Но тетя Женя держится «смолянкой»: вместо слез следы от слез. Анечка успела к самым похоронам, после двенадцатичасового перелета, и тут тетя Женя ударилась в слезы, а с нею и Анечка. Это было в помещении, служившем последней остановкой для тела, прежде чем оно будет предано земле. Уже наглухо упакованное в саван, оно дожидалось нас в этом доме свиданий, от которого до кладбища «Гиват Шауль» еще три километра.
Министр внутренних дел, губастый Йосеф Бург напомнил мне деда Иосифа, когда, пробормотав что-то на идиш, опустился рядом бабушкой Гитусей. Его появление придавало слепому обряду какой-то гражданский пафос. То же относилось к двум солдатам и двум солдаткам, стоявшим возле кучи сухой иерусалимской земли.
Отец и я подхватываем «аминь» – я подумал, что надо бы выучить каддиш. Так и не выучу. Бабушку и тетю Женю, накинувших на головы прозрачные черные шали, поддерживали под руки. На голове у матери такая же.

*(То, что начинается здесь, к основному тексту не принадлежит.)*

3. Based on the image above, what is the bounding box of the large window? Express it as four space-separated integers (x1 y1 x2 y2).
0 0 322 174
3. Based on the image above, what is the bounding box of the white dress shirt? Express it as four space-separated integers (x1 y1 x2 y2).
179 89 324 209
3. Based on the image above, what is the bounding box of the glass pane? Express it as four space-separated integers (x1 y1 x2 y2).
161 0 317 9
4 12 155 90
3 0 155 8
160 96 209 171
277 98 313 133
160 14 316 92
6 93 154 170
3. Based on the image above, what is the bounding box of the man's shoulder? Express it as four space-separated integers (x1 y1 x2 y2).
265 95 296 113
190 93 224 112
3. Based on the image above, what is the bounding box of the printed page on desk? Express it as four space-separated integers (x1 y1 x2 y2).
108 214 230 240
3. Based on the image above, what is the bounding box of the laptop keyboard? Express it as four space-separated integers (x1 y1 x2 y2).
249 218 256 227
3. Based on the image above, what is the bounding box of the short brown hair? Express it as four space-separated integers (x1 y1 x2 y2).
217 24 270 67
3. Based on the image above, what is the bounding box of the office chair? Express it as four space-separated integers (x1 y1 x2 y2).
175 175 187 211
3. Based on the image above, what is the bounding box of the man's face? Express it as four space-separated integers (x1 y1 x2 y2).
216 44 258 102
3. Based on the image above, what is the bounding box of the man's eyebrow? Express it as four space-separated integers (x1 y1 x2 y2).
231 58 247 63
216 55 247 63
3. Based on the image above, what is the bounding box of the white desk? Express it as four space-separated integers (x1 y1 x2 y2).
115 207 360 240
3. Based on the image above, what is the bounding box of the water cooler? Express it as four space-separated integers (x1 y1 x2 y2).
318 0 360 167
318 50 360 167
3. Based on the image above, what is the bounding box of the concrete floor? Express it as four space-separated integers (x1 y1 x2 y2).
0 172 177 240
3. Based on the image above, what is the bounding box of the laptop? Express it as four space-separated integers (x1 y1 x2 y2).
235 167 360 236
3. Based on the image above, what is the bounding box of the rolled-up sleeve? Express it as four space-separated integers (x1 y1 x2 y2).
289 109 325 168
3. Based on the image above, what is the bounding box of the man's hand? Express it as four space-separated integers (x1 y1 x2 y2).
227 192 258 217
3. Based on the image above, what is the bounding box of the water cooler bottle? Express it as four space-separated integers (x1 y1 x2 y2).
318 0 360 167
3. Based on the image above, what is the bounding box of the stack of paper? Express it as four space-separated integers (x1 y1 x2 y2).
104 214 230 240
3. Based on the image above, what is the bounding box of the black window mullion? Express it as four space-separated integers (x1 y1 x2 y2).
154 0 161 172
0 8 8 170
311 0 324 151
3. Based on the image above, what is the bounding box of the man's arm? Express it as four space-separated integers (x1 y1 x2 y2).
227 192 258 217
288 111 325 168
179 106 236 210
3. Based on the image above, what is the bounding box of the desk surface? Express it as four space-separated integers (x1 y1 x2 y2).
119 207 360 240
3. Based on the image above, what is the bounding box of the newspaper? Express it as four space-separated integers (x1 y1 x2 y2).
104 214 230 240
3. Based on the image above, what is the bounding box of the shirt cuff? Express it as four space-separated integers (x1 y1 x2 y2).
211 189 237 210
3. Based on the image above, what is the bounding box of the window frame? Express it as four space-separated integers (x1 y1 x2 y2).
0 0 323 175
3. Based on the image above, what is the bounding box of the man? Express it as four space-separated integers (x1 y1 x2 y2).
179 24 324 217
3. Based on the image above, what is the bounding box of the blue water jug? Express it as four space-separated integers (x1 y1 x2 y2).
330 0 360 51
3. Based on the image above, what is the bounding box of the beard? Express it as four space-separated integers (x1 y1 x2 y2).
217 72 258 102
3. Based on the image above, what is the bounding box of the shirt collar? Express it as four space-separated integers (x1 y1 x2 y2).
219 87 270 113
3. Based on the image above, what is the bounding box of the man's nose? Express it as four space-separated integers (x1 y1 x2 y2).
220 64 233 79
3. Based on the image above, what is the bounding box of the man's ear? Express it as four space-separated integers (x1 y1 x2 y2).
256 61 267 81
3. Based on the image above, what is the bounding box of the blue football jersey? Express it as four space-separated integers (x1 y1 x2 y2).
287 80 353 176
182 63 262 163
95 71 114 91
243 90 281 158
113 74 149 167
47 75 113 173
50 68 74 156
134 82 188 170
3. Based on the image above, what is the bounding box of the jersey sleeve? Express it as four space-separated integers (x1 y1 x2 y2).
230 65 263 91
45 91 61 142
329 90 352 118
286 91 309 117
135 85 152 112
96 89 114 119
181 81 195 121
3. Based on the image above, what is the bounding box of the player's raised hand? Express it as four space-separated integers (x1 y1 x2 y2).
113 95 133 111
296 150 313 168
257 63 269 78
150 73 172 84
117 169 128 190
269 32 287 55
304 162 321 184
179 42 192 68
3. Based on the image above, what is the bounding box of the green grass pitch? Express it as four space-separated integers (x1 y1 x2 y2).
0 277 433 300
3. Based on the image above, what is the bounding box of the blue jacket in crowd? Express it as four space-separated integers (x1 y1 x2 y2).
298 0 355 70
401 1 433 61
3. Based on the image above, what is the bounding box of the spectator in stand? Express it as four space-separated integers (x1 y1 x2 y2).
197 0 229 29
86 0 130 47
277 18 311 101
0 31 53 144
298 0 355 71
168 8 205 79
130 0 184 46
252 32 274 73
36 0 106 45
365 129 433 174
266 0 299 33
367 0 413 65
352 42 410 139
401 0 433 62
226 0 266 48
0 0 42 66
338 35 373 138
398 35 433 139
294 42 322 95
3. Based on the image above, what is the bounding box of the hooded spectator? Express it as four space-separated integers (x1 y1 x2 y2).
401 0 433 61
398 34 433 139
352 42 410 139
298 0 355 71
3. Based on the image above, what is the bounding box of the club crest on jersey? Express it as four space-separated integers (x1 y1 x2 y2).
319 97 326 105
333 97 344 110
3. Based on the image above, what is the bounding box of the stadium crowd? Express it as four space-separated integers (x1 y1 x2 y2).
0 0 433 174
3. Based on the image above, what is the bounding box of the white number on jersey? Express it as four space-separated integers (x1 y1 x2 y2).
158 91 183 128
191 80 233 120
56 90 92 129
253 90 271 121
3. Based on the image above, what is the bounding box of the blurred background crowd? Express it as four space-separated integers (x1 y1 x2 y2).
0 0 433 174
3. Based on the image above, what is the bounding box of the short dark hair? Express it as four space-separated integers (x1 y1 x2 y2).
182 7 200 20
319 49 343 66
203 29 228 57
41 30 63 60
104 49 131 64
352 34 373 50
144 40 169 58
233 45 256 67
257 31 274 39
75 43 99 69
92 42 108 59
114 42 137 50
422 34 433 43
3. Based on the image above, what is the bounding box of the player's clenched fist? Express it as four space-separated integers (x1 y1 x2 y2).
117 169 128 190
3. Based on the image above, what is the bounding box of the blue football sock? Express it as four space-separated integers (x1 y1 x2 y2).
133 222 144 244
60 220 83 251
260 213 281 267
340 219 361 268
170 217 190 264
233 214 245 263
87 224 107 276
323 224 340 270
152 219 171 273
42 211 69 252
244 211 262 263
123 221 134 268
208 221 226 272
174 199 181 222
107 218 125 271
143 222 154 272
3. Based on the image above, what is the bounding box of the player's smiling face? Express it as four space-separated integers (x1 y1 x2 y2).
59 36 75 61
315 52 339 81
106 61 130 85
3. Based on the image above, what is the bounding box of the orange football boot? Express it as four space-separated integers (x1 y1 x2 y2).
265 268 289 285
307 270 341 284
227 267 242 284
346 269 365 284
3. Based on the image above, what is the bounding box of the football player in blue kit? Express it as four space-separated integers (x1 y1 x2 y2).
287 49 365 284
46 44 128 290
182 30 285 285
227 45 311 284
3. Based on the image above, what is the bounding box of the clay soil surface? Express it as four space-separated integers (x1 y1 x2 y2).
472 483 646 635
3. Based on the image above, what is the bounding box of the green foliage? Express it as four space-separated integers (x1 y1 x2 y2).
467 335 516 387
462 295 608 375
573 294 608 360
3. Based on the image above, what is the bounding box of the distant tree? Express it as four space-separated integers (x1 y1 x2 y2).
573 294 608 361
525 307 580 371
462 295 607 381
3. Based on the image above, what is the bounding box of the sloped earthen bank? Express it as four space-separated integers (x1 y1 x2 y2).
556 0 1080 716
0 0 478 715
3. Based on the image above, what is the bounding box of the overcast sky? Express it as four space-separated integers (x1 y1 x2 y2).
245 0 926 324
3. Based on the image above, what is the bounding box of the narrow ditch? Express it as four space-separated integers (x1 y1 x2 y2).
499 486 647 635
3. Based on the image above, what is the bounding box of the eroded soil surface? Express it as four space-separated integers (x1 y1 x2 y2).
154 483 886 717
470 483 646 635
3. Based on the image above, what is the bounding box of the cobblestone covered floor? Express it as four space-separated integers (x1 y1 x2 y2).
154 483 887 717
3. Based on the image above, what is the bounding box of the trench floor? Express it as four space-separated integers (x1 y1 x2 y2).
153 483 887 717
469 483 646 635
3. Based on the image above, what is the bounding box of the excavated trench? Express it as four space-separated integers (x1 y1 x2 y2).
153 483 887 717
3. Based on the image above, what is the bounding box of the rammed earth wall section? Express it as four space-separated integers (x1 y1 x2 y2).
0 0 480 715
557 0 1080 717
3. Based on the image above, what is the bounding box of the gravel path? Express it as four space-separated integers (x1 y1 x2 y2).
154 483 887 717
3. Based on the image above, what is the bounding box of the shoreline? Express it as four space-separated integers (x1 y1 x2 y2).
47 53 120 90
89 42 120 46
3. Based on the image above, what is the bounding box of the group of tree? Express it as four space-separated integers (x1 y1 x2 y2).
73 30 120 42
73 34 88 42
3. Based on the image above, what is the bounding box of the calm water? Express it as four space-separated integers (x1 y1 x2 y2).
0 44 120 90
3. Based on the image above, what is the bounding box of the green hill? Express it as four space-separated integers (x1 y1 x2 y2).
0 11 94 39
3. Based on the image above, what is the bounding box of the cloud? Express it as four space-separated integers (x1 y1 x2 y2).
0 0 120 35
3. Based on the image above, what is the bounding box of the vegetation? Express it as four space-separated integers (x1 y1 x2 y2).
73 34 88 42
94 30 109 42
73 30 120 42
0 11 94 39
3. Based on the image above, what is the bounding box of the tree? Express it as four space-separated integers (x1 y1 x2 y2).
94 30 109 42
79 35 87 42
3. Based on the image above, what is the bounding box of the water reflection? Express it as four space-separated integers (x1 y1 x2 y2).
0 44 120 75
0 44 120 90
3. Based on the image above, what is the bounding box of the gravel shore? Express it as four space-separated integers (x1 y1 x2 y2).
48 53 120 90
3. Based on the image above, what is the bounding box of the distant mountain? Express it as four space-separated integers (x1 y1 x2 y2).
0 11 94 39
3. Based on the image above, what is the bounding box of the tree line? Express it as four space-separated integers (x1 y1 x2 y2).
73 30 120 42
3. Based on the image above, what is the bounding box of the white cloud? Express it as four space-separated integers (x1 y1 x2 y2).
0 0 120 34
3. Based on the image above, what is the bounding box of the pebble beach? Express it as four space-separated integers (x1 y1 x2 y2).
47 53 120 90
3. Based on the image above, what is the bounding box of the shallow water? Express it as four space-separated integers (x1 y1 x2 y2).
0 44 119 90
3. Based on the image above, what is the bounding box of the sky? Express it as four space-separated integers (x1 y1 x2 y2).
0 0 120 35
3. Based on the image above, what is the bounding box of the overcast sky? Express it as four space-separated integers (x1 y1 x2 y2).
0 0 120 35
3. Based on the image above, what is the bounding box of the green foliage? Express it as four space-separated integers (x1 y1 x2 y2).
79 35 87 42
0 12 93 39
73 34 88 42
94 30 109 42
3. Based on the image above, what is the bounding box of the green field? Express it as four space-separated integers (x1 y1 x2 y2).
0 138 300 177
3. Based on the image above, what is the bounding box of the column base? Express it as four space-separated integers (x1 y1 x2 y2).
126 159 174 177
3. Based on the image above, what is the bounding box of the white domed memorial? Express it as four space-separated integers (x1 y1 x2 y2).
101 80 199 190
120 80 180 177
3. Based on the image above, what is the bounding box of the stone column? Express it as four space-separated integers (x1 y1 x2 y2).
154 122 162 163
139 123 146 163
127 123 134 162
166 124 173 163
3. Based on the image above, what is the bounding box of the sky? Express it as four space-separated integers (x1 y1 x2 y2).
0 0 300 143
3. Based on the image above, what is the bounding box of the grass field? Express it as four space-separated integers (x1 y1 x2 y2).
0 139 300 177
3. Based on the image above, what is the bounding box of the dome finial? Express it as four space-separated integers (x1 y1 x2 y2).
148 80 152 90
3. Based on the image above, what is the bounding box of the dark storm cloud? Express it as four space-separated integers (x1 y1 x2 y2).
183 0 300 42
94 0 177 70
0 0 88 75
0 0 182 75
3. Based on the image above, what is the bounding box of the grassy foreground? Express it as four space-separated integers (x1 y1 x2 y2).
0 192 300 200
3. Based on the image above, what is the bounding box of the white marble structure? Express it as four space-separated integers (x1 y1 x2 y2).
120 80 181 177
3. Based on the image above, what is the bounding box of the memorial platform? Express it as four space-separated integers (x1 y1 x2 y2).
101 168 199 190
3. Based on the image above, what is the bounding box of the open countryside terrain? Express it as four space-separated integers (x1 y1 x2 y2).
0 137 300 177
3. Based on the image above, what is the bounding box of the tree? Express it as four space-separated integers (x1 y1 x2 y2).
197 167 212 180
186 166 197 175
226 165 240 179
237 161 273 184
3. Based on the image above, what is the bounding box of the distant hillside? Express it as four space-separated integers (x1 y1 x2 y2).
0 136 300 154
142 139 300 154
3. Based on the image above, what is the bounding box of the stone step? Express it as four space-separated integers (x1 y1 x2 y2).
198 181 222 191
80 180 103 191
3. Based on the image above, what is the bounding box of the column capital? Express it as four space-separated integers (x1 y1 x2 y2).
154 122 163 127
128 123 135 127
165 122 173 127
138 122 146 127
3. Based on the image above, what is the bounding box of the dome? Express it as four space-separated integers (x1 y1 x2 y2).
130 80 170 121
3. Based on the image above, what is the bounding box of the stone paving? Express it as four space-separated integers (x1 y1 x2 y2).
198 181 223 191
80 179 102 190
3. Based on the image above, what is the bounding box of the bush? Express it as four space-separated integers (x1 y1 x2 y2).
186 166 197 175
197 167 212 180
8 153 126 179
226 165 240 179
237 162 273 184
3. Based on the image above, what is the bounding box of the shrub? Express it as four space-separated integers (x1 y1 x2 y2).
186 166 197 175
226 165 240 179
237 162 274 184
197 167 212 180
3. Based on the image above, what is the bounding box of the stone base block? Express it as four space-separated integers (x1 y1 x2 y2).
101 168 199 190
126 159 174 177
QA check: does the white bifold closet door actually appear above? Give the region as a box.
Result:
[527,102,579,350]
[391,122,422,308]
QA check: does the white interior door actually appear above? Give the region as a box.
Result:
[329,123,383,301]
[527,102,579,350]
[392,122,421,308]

На похороны надевают рубашку, помня, что предстоит ритуальное раздирание на себе одежд: воротничок будет надрезан в знак скорби. Не предупрежденная об этом, Анечка расстроилась, когда бородатый человек испортил ей ножницами брендовую блузку («параллельных миров» великое множество).
Вскоре бабушка Гитуся перестала произносить имя «Исайка». Это произошло как-то незаметно и вряд ли осознанно. Душа защищалась без спросу. С другой стороны, во время очередной «гуревичевской прогулки» к белой плите, которую и отыскать-то было – как иголку в стоге сена, я увидал надпись карандашом, крик: «Папа! Исайка».
Отец растерянно посмотрел на меня:
– Как она сюда добралась одна?
О другом. Мы с женой долго оттягивали это, отчасти по недостатку решительности, отчасти из эгоизма цепляясь за уходящую молодость – но дальше так продолжаться не могло. Для мужчины это начинается со слов: «У нас будет ребенок». Или: «Я беременна».